In light of the cost and competitiveness of the US market, buyers, he said, must decide what risks they they want to take and when they want to take them.
"If you want to go into the market now, this is a very good time for all elements: feed gas, pipeline capacity, liquefaction, mobilization and shipping costs are low – there's excess shipping capacity; financing costs are low."
As an expert, Mr. Chen stated: "I would tell you, this is a good time to go."
He also outlined the strategic and commercial aspects of LNG, noting that many used LNG as providing additional negotiating strength for dealing with traditional suppliers like Gazprom or Statoil, or may use spot LNG to provide peak supply when it is cheap. "So it's an economic tool and possibly a scheduling tool. It's harder with pipelines to have volatility in quantities; it's easy to suddenly drop a lot of LNG into fairly unused terminals."
In Lithuania, LNG has a role as a price cap, suggested one speaker in the session.
Mr. Chen explained: "If there's a sufficient quantity of LNG potentially available for the European market, the average price of that LNG that is available acts as a cap on what pipeline suppliers will be successfully able to negotiate with European buyers."
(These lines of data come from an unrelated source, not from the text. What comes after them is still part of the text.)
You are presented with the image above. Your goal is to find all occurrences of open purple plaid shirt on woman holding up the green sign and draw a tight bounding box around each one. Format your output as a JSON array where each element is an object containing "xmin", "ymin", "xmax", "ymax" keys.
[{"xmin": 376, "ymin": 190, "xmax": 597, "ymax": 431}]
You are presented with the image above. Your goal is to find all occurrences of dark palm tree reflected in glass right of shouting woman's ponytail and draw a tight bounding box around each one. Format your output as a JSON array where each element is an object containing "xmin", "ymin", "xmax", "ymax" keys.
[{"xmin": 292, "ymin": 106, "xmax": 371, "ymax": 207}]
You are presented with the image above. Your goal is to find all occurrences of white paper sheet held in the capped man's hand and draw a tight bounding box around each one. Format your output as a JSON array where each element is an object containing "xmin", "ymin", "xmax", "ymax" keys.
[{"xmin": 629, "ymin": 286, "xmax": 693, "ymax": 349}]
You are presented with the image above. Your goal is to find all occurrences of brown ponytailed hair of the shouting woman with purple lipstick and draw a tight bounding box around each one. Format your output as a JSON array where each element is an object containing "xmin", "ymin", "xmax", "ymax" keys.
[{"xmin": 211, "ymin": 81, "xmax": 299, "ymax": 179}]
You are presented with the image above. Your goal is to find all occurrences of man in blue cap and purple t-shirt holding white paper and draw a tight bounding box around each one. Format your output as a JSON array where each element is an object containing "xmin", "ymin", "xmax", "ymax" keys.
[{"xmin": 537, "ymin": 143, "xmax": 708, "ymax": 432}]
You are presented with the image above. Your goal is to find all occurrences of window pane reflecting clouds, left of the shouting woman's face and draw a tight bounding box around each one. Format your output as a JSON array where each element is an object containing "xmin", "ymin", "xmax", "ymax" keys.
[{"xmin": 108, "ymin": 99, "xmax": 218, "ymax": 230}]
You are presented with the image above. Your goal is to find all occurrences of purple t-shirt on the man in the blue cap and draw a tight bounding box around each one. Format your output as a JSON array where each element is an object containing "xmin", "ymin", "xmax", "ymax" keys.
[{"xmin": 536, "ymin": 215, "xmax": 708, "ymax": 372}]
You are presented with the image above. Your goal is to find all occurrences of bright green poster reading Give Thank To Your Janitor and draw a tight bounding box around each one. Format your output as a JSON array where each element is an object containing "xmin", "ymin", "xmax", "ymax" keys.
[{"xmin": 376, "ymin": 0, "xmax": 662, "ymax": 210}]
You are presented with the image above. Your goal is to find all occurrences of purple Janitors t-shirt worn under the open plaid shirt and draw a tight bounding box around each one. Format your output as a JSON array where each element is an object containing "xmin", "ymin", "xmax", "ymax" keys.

He promised to dissect that concept a bit further, explaining the pricing policy of people who sell LNG. "That pricing policy is partly economic and it's partly irrational and sometimes politically driven. The basic economics of producing LNG are: find and produce the gas, treat the gas, liquefy it, transport it.
"Who controls those decisions? It's sellers: sovereign governments in many countries, together with international partners – often international oil corporations. What are their objectives? How do they make pricing decisions?" he queried.
They make price decisions on the basis of marginal cost, or on the basis of what they need to do to achieve market share, according to Mr. Chen, who questioned if they might be irrational at certain points to maintain market share. "A buyer has to keep irrationality in mind as well as rationality."
For example, he said that Australian LNG projects will have a lot of LNG coming onstream.
"The developers of those projects reached and committed to final investment decisions, the money has been raised, they've started building... That volume will be on the market. However, that LNG is very expensive from a cost point of view."
Many people, he said, speculate that some of the more expensive Australian projects such as Ichthys or Prelude require break-even pricing of above $14/mmBtu.
Mr. Chen commented: "If that's their cost position, and these are being developed by commercial entities, they won't want to sell below cost unless they have no other way of getting revenue, because LNG is based upon continuous production – you can't stop and start; they can't 'leave it in the ground.' They still have to amortize their debt."
That means, he said, that even for a commercial entity the decision on how to price quantities is sometimes not based on cost recovery, a similar situation for governments.
"Look at Qatar," he quipped. "Most of its volumes go to the Far East. The traditional long-term contracts that they did with Japan at the beginning of the 1990s are at a certain price level – they're oil indexed."
He asked whether Qatar would sell sufficient quantities to other buyers on a basis which yields a substantially lower price than to their Far East customers. "Would it make those customers force a renegotiation? That is a serious marketing issue," said Kimball Chen.